Sunday, 29 July 2012

Tartan Tinnitus


Tartan tourist shops do not aid the meditative process. I know this from personal experience. My favourite church in Edinburgh is St John’s way up the west end of Princes Street. It is a placid place and I like to sit for half an hour and clear my head and just breathe. This I attempted to do the other day, grab a little urban peace in the warm city, but I was prevented from doing so by a rather unexpected source.

I don’t know if I just hadn’t heard it before, or wasn’t aware of it, but I became conscious of the irritating combination of bagpipes and a rock-style backing track. At first I was trying to discern what the tune was (once you’ve heard ‘Hey Jude’ played by bagpipes there’s no going back, you have to deal with it and move on), but having done that, my attention was consumed by how incessant it was; one tune just morphed into another.
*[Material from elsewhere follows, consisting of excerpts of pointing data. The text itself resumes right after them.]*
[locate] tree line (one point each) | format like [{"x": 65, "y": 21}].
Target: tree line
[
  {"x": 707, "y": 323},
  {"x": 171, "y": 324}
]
Could be the old classic ‘Ye Cannae Shove Yer Granny Aff the Bus’ and straight into ‘No Woman No Cry’. Whoever had compiled this nightmare tape was either on some state-sponsored work programme for the emotionally distraught, or an evil, cackling japester on strong dope. Whatever was the case, my meditation was ruined.

Some while later I happened to be in one of those very-same bagpipe boutiques looking for some little oddity or amusement to buy my niece. A Loch Ness monster gonk or a ‘see-you-jimmy’ Tam O’Shanter perhaps (Russ Abbot has a lot to answer for). I happened to ask a couple of the staff there whether the music drove them mad. They both looked at each other and then back at me and nodded in the affirmative, one said in an accent either Spanish or Italian, ‘yes, very much’.

These poor people, I thought. Hard enough living in a strange country, but to have to endure this? I could imagine them after a long days shift with no escape from the continuous dirge and drone of bagpipes massacring otherwise pleasant tunes one after another, sitting in a quiet bar together trying to shake the bagpipe induced tinnitus out of their heads, and plotting a way back to the relative sanity of the Mediterranean.